Voilà pour la théorie. Sauf qu’en réalité, cette partie du continent n’est pas du tout ménagée par le dérèglement du climat ! Si à l’ouest les glaces fondent, à l’est, elles ne fondent… plus ! Depuis deux ans, la base Dumont d’Urville reste entourée d’une couche de glace épaisse d’1,5 m à 2 m. Alors que durant un été “normal”, tout aurait dû disparaître et ainsi permettre un brassage de la mer.
Bref, Loïc Michel pensait travailler sur une zone témoin, alors que ses prélèvements lui serviront finalement à appréhender un phénomène nouveau. « En Antarctique, les conditions de vie sont certes extrêmes, mais elles étaient jusqu’alors très stables. Les organismes y étaient adaptés. Or avec ce refroidissement, comme il n’y a plus de brassage de l’eau, des algues microscopiques vont s’accumuler sur le fond de la mer », constate-t-il. Des rochers aux animaux et végétaux fixés, tout est recouvert par ce biofilm. Cette surabondance sera-t-elle bénéfique pour les animaux qui s’en nourrissent ou bien néfaste si elle empêche l’accès à d’autres sources d’aliments ? C’est ce que devra désormais démontrer le chercheur liégeois. Du moins lorsqu’il aura reçu ses 800 prélèvements, lesquels devraient arriver par bateau dans deux ou trois mois.

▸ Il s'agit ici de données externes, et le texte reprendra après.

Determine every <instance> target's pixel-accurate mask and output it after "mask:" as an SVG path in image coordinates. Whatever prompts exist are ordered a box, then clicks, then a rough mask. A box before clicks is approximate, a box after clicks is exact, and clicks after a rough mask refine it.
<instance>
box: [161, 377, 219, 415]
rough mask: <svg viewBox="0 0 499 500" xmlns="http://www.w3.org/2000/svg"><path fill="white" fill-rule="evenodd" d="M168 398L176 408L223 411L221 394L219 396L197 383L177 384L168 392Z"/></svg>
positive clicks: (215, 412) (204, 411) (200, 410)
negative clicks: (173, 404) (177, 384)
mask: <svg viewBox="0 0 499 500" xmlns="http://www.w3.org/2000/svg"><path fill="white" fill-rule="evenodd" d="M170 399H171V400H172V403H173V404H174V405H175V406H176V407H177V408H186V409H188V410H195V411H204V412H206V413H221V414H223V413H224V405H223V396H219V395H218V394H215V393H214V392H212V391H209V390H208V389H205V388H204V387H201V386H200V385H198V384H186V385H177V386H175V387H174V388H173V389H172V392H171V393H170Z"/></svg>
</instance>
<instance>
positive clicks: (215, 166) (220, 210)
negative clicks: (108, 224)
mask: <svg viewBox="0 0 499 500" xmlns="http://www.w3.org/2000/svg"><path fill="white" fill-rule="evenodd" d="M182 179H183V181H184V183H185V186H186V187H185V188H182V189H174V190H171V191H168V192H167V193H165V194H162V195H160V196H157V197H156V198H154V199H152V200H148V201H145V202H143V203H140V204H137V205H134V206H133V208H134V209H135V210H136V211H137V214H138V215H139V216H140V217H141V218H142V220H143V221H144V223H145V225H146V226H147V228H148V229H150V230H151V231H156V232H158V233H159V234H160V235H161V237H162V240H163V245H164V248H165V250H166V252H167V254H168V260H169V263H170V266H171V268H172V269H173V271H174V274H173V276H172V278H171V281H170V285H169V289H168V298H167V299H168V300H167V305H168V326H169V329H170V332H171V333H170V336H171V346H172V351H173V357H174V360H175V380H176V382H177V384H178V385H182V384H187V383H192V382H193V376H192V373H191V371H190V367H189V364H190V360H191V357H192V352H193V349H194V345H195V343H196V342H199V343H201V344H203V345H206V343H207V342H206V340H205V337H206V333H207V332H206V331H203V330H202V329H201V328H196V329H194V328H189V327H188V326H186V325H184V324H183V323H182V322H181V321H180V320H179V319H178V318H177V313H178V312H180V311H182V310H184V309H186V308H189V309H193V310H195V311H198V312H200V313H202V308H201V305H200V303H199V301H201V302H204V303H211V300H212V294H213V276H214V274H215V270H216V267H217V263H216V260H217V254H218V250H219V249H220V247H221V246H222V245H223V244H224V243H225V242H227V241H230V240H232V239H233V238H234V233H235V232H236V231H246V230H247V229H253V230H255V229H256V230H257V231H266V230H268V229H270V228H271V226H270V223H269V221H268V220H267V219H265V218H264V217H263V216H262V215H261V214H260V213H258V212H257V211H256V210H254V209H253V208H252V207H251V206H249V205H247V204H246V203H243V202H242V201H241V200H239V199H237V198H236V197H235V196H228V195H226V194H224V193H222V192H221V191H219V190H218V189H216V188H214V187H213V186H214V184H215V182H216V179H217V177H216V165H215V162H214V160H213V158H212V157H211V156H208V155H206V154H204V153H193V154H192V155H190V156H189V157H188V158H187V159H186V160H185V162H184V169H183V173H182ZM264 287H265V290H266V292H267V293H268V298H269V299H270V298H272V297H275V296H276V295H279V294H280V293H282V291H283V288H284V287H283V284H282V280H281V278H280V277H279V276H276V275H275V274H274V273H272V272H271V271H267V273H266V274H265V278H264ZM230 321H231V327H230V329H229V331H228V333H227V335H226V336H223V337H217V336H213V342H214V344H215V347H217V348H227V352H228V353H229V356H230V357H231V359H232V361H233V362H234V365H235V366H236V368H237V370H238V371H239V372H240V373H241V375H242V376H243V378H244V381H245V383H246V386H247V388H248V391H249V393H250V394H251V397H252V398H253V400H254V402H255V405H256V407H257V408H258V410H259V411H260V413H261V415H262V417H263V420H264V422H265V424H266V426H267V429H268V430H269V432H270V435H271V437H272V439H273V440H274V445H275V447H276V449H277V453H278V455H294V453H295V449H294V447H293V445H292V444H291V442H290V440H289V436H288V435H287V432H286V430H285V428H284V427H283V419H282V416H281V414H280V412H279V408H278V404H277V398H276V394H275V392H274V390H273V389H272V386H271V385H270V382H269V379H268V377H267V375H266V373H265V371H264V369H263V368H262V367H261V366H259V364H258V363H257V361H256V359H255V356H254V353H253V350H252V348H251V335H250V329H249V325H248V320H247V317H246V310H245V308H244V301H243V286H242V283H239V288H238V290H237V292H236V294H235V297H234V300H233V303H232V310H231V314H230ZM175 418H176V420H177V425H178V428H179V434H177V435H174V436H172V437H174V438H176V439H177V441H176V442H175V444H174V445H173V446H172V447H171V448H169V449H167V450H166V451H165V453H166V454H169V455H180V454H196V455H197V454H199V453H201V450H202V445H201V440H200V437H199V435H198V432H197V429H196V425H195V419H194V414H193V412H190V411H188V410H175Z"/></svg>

Les analyses pourront alors commencer. En plus d’examiner les estomacs (dont le contenu n’est pas toujours représentatif), Loïc Michel s’intéressera aux isotopes stables, ces traceurs chimiques présentsde manière quasi indélébiles dans la peau, les muscles ou les os, lesquels permettent de déterminer avec précision quel type d’alimentation a été assimilé. Une tâche assez longue, au terme de laquelle on devrait en savoir un peu plus sur les impacts inattendus des changements climatiques sur cette partie de l’Antarctique. À suivre.